The digital advertising tax would be first-in-the-nation and impose rates of up to 10 percent on digital advertising served to Marylanders. Although the bill ostensibly targets large technology companies and advertising platforms, much of the burden would fall on Maryland businesses and consumers, and the timing could not be worse. The applicable tax rate is based on the gross revenues of the advertising company, not their in-state activity. This is just one of several ways the law likely runs afoul of U.S. constitutional requirements. The bill also appears to run headlong into the federal Permanent Internet Tax Freedom Act, which prohibits imposing taxes that single out e-commerce. A tax on all advertising, including digital advertising, would not violate that federal law, but singling out digital advertising without imposing a tax on similar offline activity almost certainly does.

HB732 would also increase the excise tax on tobacco from $2 per pack to a total of $3.75 per pack of 20 cigarettes. According to its fiscal note, HB732 would generate an additional $60.7 million in tobacco tax revenue in the first fiscal year. Increasing taxes on sinful products such as tobacco is perhaps a politically expedient way to raise revenue, but it is not sustainable tax policy as tobacco excise taxes are an unstable source of tax revenue due to their narrow and declining consumer base. In addition to increasing the rate for cigarettes, HB732 includes a wholesale tax on vapor products at a rate of 86 percent. Such a high tax would have several negative effects on both public health and black-market activity.

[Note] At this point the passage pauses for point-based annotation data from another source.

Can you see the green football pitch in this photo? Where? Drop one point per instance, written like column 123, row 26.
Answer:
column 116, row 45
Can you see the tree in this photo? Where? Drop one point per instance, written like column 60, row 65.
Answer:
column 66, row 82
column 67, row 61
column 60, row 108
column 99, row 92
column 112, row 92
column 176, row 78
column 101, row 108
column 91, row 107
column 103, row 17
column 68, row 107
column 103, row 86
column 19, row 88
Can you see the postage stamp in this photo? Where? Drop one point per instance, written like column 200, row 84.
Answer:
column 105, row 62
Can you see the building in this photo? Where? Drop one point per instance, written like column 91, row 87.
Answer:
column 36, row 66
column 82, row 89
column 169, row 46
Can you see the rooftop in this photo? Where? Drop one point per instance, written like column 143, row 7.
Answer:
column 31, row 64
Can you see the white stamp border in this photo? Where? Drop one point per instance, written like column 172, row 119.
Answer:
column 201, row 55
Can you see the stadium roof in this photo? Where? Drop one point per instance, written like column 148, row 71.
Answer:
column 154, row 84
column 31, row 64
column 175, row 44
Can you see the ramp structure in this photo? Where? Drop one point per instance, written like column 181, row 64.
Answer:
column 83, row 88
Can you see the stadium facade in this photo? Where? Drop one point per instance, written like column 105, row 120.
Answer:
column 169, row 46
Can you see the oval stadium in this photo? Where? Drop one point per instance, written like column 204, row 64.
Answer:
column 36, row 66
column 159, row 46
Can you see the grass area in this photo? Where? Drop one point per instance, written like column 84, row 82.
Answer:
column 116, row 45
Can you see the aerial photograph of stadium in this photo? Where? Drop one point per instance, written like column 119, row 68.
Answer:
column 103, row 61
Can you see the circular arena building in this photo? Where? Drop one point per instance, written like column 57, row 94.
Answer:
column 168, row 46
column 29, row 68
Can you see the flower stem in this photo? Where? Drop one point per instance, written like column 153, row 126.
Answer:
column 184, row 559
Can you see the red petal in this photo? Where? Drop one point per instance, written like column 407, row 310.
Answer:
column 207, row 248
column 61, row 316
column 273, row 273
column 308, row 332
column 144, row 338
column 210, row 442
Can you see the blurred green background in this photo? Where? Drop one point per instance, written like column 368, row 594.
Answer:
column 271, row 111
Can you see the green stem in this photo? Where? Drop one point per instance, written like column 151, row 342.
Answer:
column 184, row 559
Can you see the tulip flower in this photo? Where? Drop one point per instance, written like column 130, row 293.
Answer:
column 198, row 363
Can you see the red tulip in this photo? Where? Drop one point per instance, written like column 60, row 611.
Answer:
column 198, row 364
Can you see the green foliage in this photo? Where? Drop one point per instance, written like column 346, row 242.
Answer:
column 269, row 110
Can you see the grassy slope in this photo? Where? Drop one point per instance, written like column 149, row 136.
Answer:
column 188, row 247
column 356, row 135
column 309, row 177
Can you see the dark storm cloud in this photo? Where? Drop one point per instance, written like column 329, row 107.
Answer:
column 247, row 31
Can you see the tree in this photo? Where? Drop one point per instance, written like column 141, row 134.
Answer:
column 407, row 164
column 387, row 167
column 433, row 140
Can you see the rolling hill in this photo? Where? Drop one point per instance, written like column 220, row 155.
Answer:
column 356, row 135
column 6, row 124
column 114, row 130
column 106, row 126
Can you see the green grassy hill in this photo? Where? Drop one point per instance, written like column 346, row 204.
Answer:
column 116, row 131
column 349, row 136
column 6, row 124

Furthermore, Maryland lawmakers are considering banning flavored tobacco products. Based on the experience from a similar ban in Massachusetts, such a ban could come at a significant cost without achieving its public health target. The Maryland Department of Legislative Services estimates that banning flavored tobacco in Maryland will lower revenue by over $69 million in the first full fiscal year after implementation.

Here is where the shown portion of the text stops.